Ma sortie cinéma, cette semaine, a été pour voir Baccalauréat, de Cristian Mungiu, qui a reçu le prix de la mise en scène au dernier festival de Cannes.

Le film : de nos jours en Roumanie, dans une petite ville de Transylvanie. Romeo [Adrian Titieni], chirurgien à l’hôpital local, et sa femme Magda [Lia Bugnar], bibliothécaire, sont revenus en Roumanie après 1991.Ils ont tout fait pour que leur fille Eliza [Maria Drăguș] ait la meilleure vie possible, en économisant pour lui donner des cours particuliers dès son plus jeune âge. Elle doit passer son baccalauréat dans quelques jours et doit impérativement avoir une moyenne de 18 pour pouvoir aller à l’université à Cambridge, en Angleterre, avec une bourse d’étude. A la veille de l’examen, alors que son père l’a laissée à proximité du lycée, elle est agressée physiquement et sexuellement sur le chantier voisin, s’en sort avec un poignet plâtré et une grand frayeur. Pour mettre toutes ses chances de son côté, Romeo est prêt, contre tous ses principes, à accepter la solution proposée par son ami d’enfance, l’inspecteur en chef de la police [Vlad Ivanov]… Il y a sans doute une solution pour que les résultats soient bons même si Eliza n’est pas au mieux de sa forme.

Mon avis : le thème central du film, la corruption en Roumanie, est particulièrement d’actualité après le week-end électoral dans ce pays.

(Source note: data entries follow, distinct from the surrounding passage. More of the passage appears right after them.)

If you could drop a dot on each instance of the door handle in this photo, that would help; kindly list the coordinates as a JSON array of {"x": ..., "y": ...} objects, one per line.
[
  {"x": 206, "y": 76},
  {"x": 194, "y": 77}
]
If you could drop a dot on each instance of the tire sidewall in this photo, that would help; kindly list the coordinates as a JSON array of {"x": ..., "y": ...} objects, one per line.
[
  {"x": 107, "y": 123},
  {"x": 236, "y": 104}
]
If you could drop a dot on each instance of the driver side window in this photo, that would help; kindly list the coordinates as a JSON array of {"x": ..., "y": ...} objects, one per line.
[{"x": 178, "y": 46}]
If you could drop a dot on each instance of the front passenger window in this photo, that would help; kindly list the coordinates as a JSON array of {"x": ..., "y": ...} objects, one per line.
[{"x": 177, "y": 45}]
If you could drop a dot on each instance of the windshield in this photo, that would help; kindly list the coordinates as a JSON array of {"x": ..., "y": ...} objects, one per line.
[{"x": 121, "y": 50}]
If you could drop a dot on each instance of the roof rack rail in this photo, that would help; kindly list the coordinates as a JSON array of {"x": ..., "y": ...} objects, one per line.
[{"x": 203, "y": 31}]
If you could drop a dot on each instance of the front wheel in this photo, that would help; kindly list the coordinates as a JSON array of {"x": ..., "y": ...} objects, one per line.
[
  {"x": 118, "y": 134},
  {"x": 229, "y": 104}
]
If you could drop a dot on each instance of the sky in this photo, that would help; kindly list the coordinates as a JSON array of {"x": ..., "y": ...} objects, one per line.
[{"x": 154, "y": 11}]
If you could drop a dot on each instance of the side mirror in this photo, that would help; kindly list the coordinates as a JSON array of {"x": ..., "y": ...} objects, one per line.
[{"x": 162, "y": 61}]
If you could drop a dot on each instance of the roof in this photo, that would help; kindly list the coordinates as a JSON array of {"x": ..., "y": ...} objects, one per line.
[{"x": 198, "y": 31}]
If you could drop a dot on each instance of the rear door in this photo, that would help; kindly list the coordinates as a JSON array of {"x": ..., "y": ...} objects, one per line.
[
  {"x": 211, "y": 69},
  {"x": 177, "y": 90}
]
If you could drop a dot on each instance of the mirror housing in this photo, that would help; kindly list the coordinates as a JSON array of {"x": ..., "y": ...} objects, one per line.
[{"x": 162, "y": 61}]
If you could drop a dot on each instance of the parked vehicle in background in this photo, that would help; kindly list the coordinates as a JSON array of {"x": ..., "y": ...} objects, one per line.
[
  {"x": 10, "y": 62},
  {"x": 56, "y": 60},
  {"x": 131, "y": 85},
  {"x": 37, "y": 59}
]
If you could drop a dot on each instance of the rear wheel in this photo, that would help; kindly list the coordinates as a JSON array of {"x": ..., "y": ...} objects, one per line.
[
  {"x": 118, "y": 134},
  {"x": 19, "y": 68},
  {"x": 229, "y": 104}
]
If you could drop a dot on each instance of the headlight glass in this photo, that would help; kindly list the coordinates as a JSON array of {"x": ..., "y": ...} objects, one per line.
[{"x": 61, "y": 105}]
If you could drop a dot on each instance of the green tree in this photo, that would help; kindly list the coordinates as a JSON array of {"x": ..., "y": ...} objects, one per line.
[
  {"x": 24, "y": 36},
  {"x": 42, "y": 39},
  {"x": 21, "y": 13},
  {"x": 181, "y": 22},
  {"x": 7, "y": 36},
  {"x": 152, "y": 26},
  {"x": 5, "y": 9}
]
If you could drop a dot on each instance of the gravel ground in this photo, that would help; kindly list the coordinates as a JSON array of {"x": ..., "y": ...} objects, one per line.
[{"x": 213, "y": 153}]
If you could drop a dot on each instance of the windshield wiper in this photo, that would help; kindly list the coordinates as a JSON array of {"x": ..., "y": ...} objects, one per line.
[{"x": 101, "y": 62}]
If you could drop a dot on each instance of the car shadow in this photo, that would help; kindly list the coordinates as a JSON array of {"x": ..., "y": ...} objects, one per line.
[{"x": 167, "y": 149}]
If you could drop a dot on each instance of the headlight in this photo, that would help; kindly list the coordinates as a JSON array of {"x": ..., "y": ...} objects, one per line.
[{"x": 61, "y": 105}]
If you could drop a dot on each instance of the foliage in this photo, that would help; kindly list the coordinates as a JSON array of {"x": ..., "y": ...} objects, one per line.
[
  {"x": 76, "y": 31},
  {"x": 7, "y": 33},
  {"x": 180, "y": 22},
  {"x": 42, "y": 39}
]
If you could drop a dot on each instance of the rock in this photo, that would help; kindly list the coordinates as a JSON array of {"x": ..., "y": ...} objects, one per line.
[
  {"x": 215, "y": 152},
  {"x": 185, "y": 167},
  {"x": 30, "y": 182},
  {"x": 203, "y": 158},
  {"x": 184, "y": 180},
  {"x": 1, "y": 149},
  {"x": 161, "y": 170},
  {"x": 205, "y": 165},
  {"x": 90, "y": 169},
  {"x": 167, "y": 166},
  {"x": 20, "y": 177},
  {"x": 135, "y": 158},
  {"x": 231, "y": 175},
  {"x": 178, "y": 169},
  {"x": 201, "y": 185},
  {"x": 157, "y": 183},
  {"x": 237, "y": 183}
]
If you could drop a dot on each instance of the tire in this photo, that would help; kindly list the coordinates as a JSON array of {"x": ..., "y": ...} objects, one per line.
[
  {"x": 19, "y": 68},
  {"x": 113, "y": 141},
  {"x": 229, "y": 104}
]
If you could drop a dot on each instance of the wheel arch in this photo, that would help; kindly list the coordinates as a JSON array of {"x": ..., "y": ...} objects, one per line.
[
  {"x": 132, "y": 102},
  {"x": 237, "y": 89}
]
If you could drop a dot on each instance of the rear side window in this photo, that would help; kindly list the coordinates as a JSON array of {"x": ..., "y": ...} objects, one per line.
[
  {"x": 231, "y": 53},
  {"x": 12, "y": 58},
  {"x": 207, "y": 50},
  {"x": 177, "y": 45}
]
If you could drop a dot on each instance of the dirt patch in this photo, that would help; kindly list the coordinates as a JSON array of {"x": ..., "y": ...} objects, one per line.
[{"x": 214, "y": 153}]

Si le couple a cru à la révolution et aux espoirs nés en 1989 en revenant de leur exil pour reconstruire leur pays, il a déchanté et décidé de tout faire pour que leur fille puisse partir étudier et faire sa vie à l’étranger. Cristian Mungiu a centré le scénario – et de très longues minutes de gros plans et de plans séquences parfois interminables – autour de la figure du père, qui a projeté sa vie sur sa fille, qui maintient aussi à elle seule le couple, il a une amante [Mălina Manovici] et couche sur le canapé. Il oublie de lui demander son avis, prend des décisions à sa place, sait ce qui est bien (les études, les morceaux de pommes soigneusement épluchés et découpés sur une assiette) ou mal (son petit copain motard passé par le lycée technique) pour elle. Ses certitudes vacillent quand même une fois, quand il revient là où il a heurté un chien en voiture dans la journée et finit par éclater en sanglots dans les broussailles. L’ambiance est lourde, par moment le film (presque 2h10) traîne en longueur, mais le mécanisme de la corruption, depuis la petite compromission, de la simple « magouille », jusqu’à la plus grande et aux renvois d’ascenseurs, est bien démont(r)é. Les jeunes procureurs pourront-ils mettre un terme à ces pratiques qui se reproduisent de de génération en génération? Au-delà du scénario principal apparaît en toile de fond un monde qui semble immuable, fait d’immeubles délabrés, d’habitats précaires en planches, de chiens errants, de chantiers interminables (« Na remont », en rénovation, comme j’ai pu le voir il y a plus de 20 ans dans les ex-pays de l’Est, avec même de savantes restaurations d’échafaudages plutôt que des façades).

Un film à voir malgré les quelques longueurs que j’ai ressenties…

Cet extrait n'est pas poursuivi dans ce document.